Why is this important for you to know?
Enrollment in Extra Help enables your client to use a Special Enrollment Period (SEP) once per calendar quarter from Jan to Sept to enroll in a Part D plan or to switch between MAPDs.
If you have Medicaid or receive Extra Help, you may be able to make changes to your coverage one time during each of these periods:
January – March
April – June
July – September
If you determine that a prospect will qualify for Extra Help, you can help a client enroll, and after they're approved, help them change MAPD plans.
How do I help a client enroll in LIS (Low-Income Subsidy) or MSP (Medicare Savings Program)?
To apply for the Medicare low-income subsidy, direct your client to fill out an “Application for Extra Help with Medicare Prescription Drug Plan Costs” (SSA-1020) form with Social Security. You can apply and submit this form by:
Applying online at www.socialsecurity.gov/extrahelp.
Calling Social Security at 1-800-772-1213 (TTY 1-800-325-0778) and requesting an application be mailed to you or applying over the phone. Social Security representatives are available by phone Monday through Friday, from 7AM to 7PM.
Applying in person at your local Social Security office.
Your client will be notified about their eligibility by mail within 2 weeks of submitting their application.
Follow up with your client to confirm they've received their notification, then assist them with changing their plan.
How can I check a client or prospect's eligibility?
You don't want to tell a client to apply for Extra Help if there's no way that they're eligible! Here's the income & resource cutoffs:
You have Medicare Part A and/or Part B
Individual: no more than $1,615 income & $14,610 assets
Couple: no more than $2,175 income & $29,160
You can also use these portals:
Notes: You cannot use the Extra Help SEP during the fourth calendar quarter of the year, also known as AEP (October 15th through December 7th). You should use Fall Open Enrollment during this time to make prescription drug coverage changes.
What your client's should be on the lookout for.
There are 4 groups of people who already have LIS, but may need some help to keep it or to understand that their LIS is changing. We* send them targeted notices on colored paper when there are changes to their LIS. (*We refers to CMS)

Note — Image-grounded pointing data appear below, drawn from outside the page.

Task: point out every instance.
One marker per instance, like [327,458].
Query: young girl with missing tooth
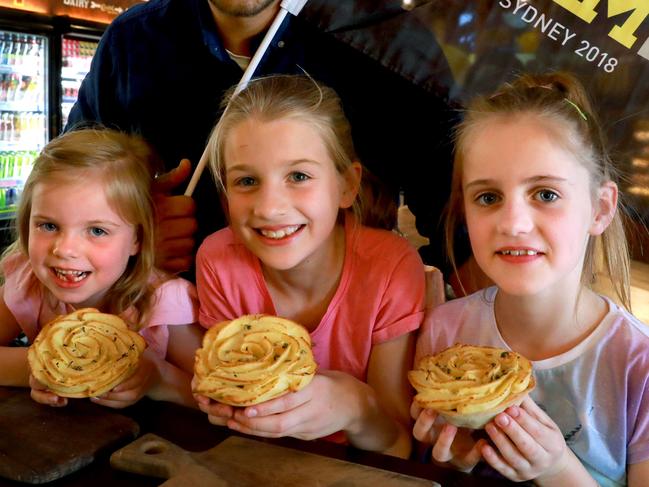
[296,247]
[536,188]
[85,239]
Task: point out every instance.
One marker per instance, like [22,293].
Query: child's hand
[42,395]
[135,387]
[529,445]
[217,413]
[450,444]
[330,403]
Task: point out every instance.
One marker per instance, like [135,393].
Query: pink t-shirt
[380,295]
[33,306]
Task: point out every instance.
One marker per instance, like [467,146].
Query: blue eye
[298,177]
[47,227]
[97,232]
[245,181]
[547,196]
[487,199]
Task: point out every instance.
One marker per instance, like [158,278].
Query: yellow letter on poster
[624,34]
[584,9]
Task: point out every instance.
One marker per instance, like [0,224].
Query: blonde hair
[126,165]
[300,98]
[559,101]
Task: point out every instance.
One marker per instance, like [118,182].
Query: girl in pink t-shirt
[85,239]
[283,158]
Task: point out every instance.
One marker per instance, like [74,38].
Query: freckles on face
[527,201]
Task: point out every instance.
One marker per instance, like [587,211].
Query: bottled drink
[13,54]
[6,49]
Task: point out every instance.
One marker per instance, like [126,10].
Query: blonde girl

People who won’t automatically be eligible for the LIS
Each September, we mail a notice (CMS Publication No. 11198) (PDF) on gray paper to people who’ll no longer automatically get the LIS. This notice is a LIS application, and it includes a postage-paid pre-addressed envelope. These people may still qualify for the LIS, but they will need to send in a new application. The gray notice:
Tells the person why they no longer automatically qualify for the LIS
Encourages them to fill out and send in a LIS application
People who’ll have a change to their LIS co-payment
In early October, we mail a notice (CMS Publication No. 11199) (PDF) on orange paper to people who’ll qualify for extra help, but will have a change to their co-payment.
People who’ll be reassigned to a new plan
In early November, we mail a notice on blue paper (CMS Publication No. 11208) (PDF) to people who qualify for the LIS, but will be reassigned to a new prescription drug plan starting on January 1st.
We automatically reassign people who:
Qualify for the full (100%) premium subsidy
Are in a prescription drug plan that’s raising the premium above the low-income premium amount
Were enrolled in their current plan by CMS
We’ll also automatically reassign people who qualify for the LIS, if their prescription drug plan leaves the Medicare Program.
People who chose their plan
In early November, we mail a notice (CMS Publication No. 11267) (PDF) to people:
Whose premium cost will increase, but we’re not automatically reassigning to a new plan, because they chose and joined their plan.
Who qualify for the full (100%) premium subsidy, but are in a plan that’s increasing their premium amount so it’s more than the standard low-income premium subsidy amount.
This notice tells people about the increase in their drug plan premium costs, and explains their options to stay in their plan or join another plan (including plans they won’t pay a monthly premium for).